III. EU Celac Summit Begins With Big Question Marks

After eight years without the bi-regional forum, the meeting of heads of state and government returns with topics on the agenda such as combating climate change, ecological transition, digital transformation, defending human rights, peace, innovation and tackling inequalities.

These are pressing questions, no doubt, but recent history casts doubt on the dominance that the North has imposed on the South, which is hardest hit by the ills sweeping humanity.

For two days, heads of state and government from 60 countries, 33 from Celac and 27 from the EU, and more than a billion people will have the opportunity to find a common way to tackle the challenges.

The President of the European Council, Charles Michel, and the Prime Minister of St. Vincent and the Grenadines, Ralph Gonsalves, will chair the debates in his capacity as President Pro Tempore of Celac.

If the EU is ready to put aside the impositions and behaviors reminiscent of colonialism and neo-colonialism, it must show it, and indeed it has signaled just the opposite.

The Europeans organized before the III. Summit held a bi-regional civil society forum on July 13-14, where they chose the guests, the speakers and the topics, drawing criticism for the lack of transparency and consensus.

In statements to Prensa Latina, Belgian MEP Marc Botenga called for a meeting that would allow equal relations to develop.

“We are facing an EU that is trying to get its way, policies that defend the interests of multinationals rather than promoting equal and winner-to-winner relationships,” he commented.

According to Botenga, the EU ruling class often takes paternalistic positions, far removed from respect for sovereignty and the principle of mutual benefit.

There is an urgent need to reverse this vision, which is why the people’s summit is important, he said, referring to the forum that will be held in parallel at the Free University of Brussels.

The MEP stressed that social movements, trade unions and other actors from European, Latin American and Caribbean civil society will join forces at this meeting so that the desire for rapprochement between peoples prevails.

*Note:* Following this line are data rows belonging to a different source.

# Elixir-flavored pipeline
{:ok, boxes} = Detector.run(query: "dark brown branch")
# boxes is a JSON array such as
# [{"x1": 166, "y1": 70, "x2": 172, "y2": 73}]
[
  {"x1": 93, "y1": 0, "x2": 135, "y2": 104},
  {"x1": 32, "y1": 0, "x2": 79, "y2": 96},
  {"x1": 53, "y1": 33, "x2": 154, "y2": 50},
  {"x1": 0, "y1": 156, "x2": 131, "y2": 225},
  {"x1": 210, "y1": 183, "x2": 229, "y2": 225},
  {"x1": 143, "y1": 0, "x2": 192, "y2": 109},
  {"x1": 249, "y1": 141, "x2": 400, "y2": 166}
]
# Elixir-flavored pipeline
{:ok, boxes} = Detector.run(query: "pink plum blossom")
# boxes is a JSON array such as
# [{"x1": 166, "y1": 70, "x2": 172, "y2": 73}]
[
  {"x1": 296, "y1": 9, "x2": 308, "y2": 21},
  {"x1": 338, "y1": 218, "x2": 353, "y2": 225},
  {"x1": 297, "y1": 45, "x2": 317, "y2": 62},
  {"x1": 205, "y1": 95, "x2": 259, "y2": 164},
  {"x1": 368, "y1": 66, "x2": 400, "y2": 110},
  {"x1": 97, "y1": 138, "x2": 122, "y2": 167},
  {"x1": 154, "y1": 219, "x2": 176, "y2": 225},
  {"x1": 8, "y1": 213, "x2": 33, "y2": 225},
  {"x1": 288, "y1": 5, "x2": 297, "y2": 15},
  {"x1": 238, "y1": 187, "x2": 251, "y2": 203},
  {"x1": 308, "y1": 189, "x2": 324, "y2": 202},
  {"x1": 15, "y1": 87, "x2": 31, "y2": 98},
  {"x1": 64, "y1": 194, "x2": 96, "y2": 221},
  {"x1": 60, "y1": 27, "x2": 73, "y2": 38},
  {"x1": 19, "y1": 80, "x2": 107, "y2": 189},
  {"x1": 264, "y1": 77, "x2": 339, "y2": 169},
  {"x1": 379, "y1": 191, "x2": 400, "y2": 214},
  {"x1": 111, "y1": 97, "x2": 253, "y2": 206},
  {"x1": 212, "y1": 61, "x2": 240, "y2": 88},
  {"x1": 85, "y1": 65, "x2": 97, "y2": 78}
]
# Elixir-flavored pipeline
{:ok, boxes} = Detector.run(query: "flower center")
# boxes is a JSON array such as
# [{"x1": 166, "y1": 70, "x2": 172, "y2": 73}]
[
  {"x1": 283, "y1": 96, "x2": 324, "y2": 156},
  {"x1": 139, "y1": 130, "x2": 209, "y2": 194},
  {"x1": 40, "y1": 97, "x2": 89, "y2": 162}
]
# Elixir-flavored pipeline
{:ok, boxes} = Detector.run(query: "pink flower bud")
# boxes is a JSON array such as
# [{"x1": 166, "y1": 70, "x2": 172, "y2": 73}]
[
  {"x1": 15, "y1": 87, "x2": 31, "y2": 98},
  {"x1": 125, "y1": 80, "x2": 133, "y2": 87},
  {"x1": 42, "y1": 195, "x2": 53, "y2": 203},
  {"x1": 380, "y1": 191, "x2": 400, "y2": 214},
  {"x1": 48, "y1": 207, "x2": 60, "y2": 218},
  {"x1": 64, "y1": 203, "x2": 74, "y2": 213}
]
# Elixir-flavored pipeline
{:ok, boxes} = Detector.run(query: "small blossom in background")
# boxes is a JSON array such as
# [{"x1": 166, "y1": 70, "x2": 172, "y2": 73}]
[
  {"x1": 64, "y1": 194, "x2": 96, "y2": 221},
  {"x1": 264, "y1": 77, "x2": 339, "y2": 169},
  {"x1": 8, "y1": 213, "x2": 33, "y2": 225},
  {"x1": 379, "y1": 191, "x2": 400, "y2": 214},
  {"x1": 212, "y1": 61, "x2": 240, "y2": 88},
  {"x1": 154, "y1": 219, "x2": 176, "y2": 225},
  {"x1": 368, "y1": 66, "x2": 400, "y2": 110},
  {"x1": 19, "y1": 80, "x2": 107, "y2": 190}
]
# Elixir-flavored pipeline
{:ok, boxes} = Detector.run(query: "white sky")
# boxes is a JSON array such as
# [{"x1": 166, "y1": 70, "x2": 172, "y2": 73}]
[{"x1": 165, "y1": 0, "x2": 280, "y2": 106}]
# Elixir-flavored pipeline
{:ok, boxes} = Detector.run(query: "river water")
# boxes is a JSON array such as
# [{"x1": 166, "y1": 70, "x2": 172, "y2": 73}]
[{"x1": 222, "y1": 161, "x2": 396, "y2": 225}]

Brazilian landless activist Rodrigo Suñe viewed the popular summit as a meeting to monitor and pressure the leaders gathered in the other forum to defend the bonds of respect for sovereignty and independence.

“We do not accept any further relations that subject our region to a neo-colonial past, so our social movements summit is relevant,” the member of the Secretariat of the International Assembly of Peoples told Prensa Latina.